FBQuest argued, “The administration will be judged on its fiscal performance because it has pushed an expansionary agenda with ambitious capital spending plans (when governments in Ghana, Angola and elsewhere in similar circumstances have opted for austerity). The expansionary budgets are the FGN’s contribution to returning Nigeria to solid per caput growth. The aim is to boost capital expenditure on the infrastructure and so remove many of the well-documented roadblocks to inclusive growth and job creation. “
It recalled, “The robust GDP growth through to 2014 was based in expenditure terms on robust household demand. Consumption growth has slowed dramatically as a result of the direct and indirect impact of the slide in the oil price, insecurity in the North-east, and currency devaluations (in November 2014, February 2015 and June 2016).”
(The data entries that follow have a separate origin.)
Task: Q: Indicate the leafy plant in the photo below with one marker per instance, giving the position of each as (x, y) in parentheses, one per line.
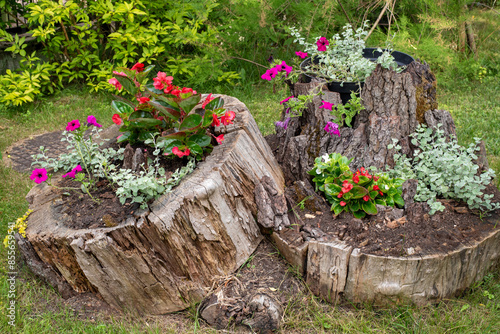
(165, 109)
(444, 169)
(357, 193)
(83, 42)
(341, 58)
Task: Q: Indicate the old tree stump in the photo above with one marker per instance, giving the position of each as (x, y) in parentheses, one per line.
(394, 105)
(167, 257)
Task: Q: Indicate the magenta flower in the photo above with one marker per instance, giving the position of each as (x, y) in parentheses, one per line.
(327, 105)
(332, 129)
(322, 43)
(39, 175)
(284, 67)
(73, 125)
(283, 124)
(116, 83)
(301, 54)
(91, 120)
(286, 100)
(73, 172)
(270, 74)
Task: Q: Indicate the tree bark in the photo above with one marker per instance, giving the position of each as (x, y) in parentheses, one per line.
(165, 258)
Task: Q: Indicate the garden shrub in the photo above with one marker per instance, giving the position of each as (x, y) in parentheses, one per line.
(444, 169)
(82, 42)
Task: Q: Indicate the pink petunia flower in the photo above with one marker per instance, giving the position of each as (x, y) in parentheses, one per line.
(220, 139)
(327, 105)
(322, 43)
(73, 172)
(117, 119)
(39, 175)
(119, 73)
(301, 54)
(73, 125)
(138, 67)
(207, 100)
(228, 117)
(179, 153)
(91, 120)
(332, 129)
(143, 99)
(215, 120)
(284, 67)
(286, 100)
(116, 83)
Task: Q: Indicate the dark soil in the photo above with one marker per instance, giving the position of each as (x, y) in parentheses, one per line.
(415, 233)
(109, 212)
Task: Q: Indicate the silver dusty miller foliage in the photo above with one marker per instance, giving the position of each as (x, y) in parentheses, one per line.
(444, 169)
(343, 60)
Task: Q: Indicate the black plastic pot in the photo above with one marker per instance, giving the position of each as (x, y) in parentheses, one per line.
(402, 59)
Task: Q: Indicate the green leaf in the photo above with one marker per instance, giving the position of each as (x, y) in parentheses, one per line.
(207, 119)
(195, 148)
(201, 140)
(122, 107)
(127, 136)
(166, 109)
(188, 104)
(142, 75)
(169, 144)
(369, 207)
(176, 135)
(337, 209)
(359, 214)
(191, 122)
(332, 189)
(354, 206)
(399, 200)
(389, 200)
(128, 84)
(143, 136)
(215, 103)
(358, 192)
(145, 122)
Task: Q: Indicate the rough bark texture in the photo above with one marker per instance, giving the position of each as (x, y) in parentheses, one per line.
(390, 100)
(271, 205)
(167, 257)
(425, 88)
(395, 104)
(336, 270)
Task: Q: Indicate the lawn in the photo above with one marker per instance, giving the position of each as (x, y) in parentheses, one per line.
(476, 111)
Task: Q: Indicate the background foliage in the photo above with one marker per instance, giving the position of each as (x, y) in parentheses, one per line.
(245, 32)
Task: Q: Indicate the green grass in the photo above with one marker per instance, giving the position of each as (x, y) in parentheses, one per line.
(40, 309)
(475, 107)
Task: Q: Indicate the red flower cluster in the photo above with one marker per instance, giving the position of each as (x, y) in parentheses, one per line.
(180, 153)
(138, 67)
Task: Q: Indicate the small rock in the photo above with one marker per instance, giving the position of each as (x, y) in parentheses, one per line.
(364, 243)
(392, 224)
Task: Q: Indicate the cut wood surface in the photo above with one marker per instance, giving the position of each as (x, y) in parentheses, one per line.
(335, 269)
(395, 103)
(167, 257)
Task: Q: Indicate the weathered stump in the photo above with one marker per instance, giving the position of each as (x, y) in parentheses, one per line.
(394, 104)
(164, 258)
(391, 102)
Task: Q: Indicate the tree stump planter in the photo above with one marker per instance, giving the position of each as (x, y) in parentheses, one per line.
(165, 258)
(333, 267)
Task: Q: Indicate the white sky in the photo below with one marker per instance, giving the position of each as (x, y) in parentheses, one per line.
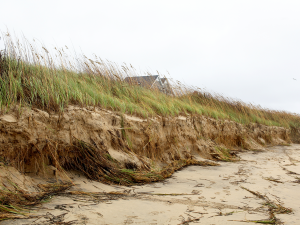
(246, 49)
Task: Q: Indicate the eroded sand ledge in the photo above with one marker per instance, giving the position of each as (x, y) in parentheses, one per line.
(205, 195)
(35, 140)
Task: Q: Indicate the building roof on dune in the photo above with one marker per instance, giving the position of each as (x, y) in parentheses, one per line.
(145, 81)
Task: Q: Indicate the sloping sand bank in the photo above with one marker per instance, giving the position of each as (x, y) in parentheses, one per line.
(95, 141)
(263, 186)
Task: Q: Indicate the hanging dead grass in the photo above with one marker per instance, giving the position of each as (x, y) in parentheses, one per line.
(15, 202)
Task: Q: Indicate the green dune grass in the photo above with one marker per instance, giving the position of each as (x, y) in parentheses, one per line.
(36, 78)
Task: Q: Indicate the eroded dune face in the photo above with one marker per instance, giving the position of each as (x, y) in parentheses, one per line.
(263, 187)
(34, 138)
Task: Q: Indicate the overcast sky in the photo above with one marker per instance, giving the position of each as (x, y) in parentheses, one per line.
(245, 49)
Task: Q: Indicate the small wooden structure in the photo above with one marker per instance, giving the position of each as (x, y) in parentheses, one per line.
(151, 82)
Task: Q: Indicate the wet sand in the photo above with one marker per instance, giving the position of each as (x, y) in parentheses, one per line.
(222, 194)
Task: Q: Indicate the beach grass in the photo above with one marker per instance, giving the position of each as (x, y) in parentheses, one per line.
(34, 77)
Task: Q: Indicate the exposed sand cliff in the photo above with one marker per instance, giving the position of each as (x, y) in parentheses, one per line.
(34, 139)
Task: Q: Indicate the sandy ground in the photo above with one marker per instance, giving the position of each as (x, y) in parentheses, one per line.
(194, 195)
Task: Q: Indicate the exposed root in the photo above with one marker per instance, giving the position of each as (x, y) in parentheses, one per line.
(14, 201)
(273, 208)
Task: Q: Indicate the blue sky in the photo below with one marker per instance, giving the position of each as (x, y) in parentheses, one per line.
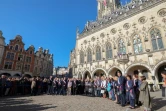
(47, 23)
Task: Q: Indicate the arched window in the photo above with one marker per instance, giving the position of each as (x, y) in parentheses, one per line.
(108, 51)
(16, 47)
(122, 47)
(81, 57)
(137, 44)
(156, 38)
(98, 53)
(89, 57)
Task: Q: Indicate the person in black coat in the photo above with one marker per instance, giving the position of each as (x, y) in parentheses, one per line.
(74, 87)
(121, 87)
(49, 82)
(63, 88)
(55, 86)
(59, 86)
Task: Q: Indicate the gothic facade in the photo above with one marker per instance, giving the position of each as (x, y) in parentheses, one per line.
(129, 38)
(43, 63)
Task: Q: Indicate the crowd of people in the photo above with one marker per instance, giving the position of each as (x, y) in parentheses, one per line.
(123, 90)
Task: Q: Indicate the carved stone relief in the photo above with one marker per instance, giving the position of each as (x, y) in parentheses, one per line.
(142, 20)
(113, 31)
(126, 26)
(162, 12)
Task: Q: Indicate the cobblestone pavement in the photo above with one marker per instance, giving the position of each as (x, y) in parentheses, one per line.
(71, 103)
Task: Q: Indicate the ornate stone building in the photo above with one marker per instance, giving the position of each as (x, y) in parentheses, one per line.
(130, 39)
(43, 63)
(2, 46)
(61, 71)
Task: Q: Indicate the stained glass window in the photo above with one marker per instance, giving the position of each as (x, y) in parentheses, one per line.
(108, 51)
(156, 38)
(137, 44)
(122, 47)
(98, 53)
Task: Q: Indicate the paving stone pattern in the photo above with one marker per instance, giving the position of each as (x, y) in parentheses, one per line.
(71, 103)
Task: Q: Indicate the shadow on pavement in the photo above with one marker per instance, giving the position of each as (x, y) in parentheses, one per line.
(15, 104)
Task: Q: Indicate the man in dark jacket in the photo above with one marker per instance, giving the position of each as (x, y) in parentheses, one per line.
(74, 87)
(63, 88)
(49, 91)
(121, 86)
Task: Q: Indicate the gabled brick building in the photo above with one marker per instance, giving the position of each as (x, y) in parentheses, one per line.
(16, 60)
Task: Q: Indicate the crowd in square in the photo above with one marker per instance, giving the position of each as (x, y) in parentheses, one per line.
(124, 90)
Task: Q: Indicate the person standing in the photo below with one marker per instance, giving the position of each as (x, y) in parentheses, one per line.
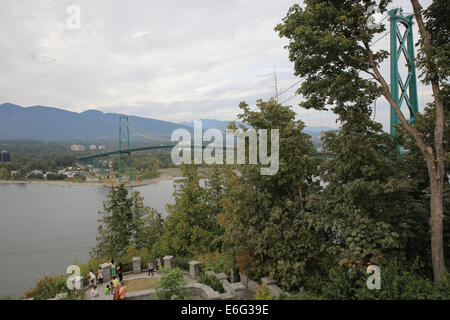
(119, 271)
(107, 290)
(94, 292)
(122, 291)
(113, 268)
(115, 282)
(92, 278)
(100, 275)
(150, 268)
(117, 294)
(159, 264)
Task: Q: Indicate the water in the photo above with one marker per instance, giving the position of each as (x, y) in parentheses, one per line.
(44, 228)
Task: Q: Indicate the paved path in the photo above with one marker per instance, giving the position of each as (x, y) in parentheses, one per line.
(126, 277)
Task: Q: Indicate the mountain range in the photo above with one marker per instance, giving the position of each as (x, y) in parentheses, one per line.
(54, 124)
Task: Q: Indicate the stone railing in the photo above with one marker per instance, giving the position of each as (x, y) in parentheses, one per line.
(249, 284)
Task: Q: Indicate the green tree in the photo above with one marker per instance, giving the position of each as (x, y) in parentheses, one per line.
(331, 48)
(146, 225)
(171, 285)
(191, 227)
(4, 174)
(266, 223)
(362, 206)
(126, 222)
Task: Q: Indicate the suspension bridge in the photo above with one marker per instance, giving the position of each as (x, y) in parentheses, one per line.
(401, 44)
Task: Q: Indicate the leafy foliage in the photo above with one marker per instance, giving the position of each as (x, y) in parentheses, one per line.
(191, 226)
(126, 222)
(212, 282)
(48, 287)
(267, 226)
(262, 292)
(171, 285)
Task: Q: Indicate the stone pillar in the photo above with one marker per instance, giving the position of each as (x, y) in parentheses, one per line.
(106, 271)
(244, 280)
(168, 261)
(267, 281)
(136, 264)
(234, 275)
(194, 269)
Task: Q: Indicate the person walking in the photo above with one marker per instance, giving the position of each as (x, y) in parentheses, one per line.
(113, 268)
(107, 290)
(94, 292)
(122, 291)
(119, 271)
(150, 268)
(92, 278)
(117, 293)
(100, 275)
(159, 264)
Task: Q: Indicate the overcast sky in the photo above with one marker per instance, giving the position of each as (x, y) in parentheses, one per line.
(172, 60)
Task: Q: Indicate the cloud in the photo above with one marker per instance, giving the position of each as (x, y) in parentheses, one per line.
(171, 60)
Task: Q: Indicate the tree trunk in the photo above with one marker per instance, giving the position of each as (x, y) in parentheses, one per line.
(437, 219)
(436, 167)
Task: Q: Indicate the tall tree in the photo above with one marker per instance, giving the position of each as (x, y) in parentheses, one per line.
(363, 204)
(332, 48)
(191, 227)
(124, 222)
(265, 220)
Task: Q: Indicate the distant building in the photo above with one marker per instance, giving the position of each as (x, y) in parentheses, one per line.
(5, 156)
(77, 147)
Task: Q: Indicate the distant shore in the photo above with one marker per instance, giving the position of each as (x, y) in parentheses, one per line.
(165, 174)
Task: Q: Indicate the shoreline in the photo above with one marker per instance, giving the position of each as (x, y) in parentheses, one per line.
(162, 177)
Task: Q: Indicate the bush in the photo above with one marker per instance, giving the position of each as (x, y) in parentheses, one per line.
(398, 284)
(181, 262)
(216, 261)
(171, 285)
(211, 281)
(48, 288)
(340, 285)
(262, 292)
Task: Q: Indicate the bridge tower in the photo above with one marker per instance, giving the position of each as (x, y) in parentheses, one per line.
(402, 43)
(124, 144)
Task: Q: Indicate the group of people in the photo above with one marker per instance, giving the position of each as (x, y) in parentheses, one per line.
(151, 266)
(116, 287)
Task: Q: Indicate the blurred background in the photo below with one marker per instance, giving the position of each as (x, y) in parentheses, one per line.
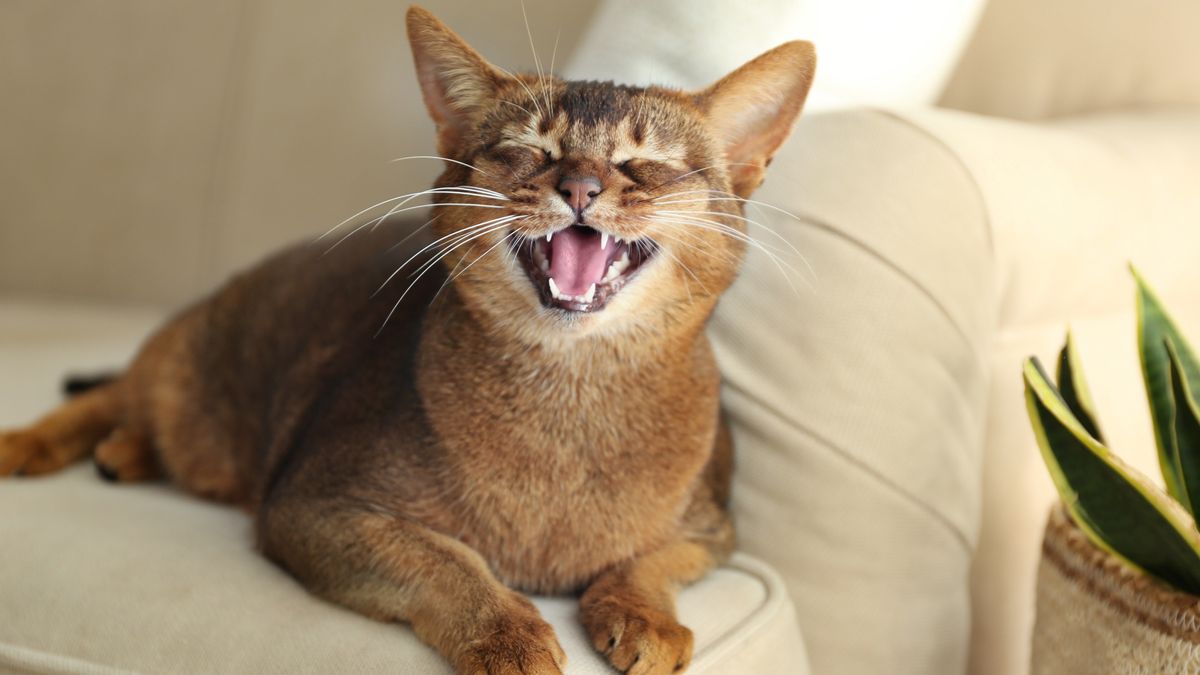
(150, 147)
(971, 177)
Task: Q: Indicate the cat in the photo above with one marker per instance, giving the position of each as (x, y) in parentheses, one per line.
(537, 411)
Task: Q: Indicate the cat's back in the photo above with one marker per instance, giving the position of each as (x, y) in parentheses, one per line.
(234, 378)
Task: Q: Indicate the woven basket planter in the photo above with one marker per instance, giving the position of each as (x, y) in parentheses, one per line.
(1098, 615)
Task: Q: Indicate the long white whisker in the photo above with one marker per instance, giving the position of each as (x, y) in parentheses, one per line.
(466, 238)
(411, 234)
(454, 234)
(521, 82)
(461, 191)
(371, 222)
(729, 197)
(755, 222)
(444, 254)
(537, 61)
(741, 237)
(551, 71)
(735, 216)
(443, 159)
(405, 198)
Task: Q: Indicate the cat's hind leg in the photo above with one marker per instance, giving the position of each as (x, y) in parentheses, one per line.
(126, 455)
(67, 434)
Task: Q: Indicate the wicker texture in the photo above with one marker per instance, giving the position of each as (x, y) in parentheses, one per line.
(1096, 614)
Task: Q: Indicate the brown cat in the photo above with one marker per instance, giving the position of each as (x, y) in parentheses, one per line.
(540, 407)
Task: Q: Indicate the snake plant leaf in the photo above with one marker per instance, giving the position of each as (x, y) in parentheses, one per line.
(1186, 424)
(1117, 508)
(1074, 388)
(1153, 327)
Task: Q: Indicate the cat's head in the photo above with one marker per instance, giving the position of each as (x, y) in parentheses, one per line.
(576, 208)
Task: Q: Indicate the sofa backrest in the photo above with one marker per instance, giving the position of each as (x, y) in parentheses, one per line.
(1036, 59)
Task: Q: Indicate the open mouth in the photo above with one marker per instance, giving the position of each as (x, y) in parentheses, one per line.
(580, 269)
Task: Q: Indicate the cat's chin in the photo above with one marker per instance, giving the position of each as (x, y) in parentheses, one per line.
(592, 268)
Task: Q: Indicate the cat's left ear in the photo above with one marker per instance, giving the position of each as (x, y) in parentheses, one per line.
(456, 82)
(751, 109)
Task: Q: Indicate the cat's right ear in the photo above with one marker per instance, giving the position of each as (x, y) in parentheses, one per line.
(456, 82)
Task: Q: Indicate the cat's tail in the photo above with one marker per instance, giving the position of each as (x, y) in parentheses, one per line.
(76, 384)
(69, 432)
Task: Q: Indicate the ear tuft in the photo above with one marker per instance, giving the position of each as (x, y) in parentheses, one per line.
(455, 81)
(751, 111)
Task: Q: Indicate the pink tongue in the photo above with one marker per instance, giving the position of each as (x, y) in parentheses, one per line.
(576, 260)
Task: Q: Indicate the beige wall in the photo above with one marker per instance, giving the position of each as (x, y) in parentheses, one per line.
(150, 147)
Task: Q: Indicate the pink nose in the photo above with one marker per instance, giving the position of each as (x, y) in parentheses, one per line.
(579, 191)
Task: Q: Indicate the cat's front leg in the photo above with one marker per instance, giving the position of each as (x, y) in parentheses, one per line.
(629, 610)
(395, 569)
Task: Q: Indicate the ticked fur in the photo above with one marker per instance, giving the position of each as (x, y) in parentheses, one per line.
(423, 451)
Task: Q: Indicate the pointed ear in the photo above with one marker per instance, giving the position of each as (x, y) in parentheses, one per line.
(455, 81)
(751, 109)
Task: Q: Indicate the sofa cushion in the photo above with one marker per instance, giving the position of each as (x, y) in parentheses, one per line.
(1031, 59)
(100, 578)
(858, 390)
(1069, 205)
(695, 42)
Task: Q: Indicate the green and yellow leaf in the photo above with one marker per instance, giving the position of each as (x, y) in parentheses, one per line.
(1186, 425)
(1074, 389)
(1155, 326)
(1117, 508)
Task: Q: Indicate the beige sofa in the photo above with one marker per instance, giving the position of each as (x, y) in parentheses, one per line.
(887, 479)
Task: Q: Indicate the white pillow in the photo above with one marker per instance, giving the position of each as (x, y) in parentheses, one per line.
(869, 52)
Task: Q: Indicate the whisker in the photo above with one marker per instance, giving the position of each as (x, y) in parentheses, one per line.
(411, 234)
(439, 157)
(741, 237)
(465, 239)
(521, 82)
(444, 254)
(537, 61)
(551, 71)
(469, 230)
(743, 219)
(729, 197)
(413, 195)
(459, 191)
(359, 228)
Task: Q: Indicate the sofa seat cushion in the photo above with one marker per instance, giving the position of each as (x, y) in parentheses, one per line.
(101, 578)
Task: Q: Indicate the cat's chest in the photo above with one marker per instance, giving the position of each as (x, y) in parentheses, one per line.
(552, 493)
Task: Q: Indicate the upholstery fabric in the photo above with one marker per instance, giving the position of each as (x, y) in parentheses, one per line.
(858, 398)
(112, 579)
(694, 42)
(1035, 59)
(1069, 205)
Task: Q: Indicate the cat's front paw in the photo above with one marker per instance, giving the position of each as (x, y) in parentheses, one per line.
(519, 641)
(19, 452)
(636, 639)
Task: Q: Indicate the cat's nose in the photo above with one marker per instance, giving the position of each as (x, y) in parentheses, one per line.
(579, 191)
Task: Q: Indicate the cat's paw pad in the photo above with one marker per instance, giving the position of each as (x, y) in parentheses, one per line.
(517, 643)
(21, 452)
(637, 640)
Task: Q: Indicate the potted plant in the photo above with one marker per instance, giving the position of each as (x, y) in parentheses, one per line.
(1119, 585)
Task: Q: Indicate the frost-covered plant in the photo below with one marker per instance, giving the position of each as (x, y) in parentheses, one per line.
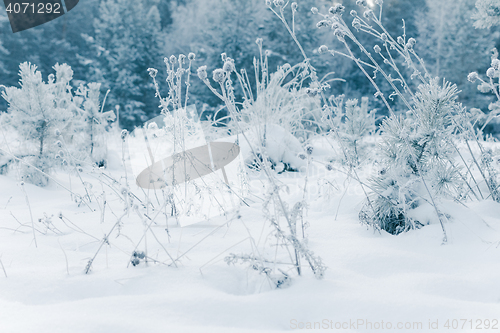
(38, 112)
(487, 14)
(93, 122)
(353, 124)
(387, 66)
(276, 210)
(399, 186)
(55, 127)
(491, 84)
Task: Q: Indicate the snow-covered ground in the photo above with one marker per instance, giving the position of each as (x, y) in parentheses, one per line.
(373, 279)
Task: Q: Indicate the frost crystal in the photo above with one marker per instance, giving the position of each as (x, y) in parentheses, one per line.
(487, 15)
(337, 9)
(472, 77)
(495, 63)
(202, 73)
(218, 75)
(490, 72)
(152, 72)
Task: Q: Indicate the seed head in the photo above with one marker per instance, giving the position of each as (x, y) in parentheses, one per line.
(229, 66)
(218, 75)
(202, 73)
(490, 72)
(152, 72)
(472, 77)
(340, 34)
(495, 63)
(411, 43)
(368, 13)
(124, 134)
(337, 9)
(323, 23)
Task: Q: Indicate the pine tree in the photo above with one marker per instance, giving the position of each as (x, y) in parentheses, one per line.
(450, 45)
(128, 41)
(39, 112)
(487, 14)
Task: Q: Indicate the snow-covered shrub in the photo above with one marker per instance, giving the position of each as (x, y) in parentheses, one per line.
(38, 111)
(283, 219)
(398, 187)
(412, 154)
(286, 100)
(93, 123)
(52, 127)
(352, 123)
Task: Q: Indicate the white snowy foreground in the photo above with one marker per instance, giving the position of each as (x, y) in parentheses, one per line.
(373, 278)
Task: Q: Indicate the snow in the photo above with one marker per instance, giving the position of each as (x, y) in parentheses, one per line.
(371, 276)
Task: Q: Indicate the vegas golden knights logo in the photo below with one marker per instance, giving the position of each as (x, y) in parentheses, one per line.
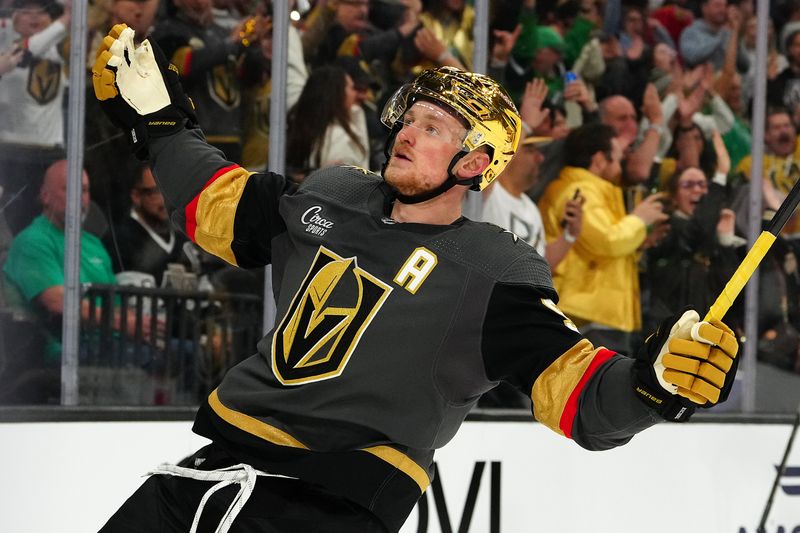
(44, 80)
(224, 87)
(331, 310)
FGNQuest believed, “The FGN’s reforms have been diluted by institutional and other vested interests as well as overly centralised decision-taking. Several ministries, notably power, works and housing, have fallen short of the high expectations placed upon them, for which we hold bureaucracy and political oversight from above to be responsible.
“We might add the ill-health of the president but acknowledge the argument that ‘more got done’ during his extended absences in 2016 and last year.
There are some achievements to note since the formal handover of power to Buhari in May 2015. These include the recapture of territory held by Boko Haram, changes at the NNPC, its planned experiment with self-financing JVs, the launch of the treasury single account (TSA), the fuel price reform in May 2016, some recoveries and, arguably, the CBN’s FX reforms in March/April 2017.”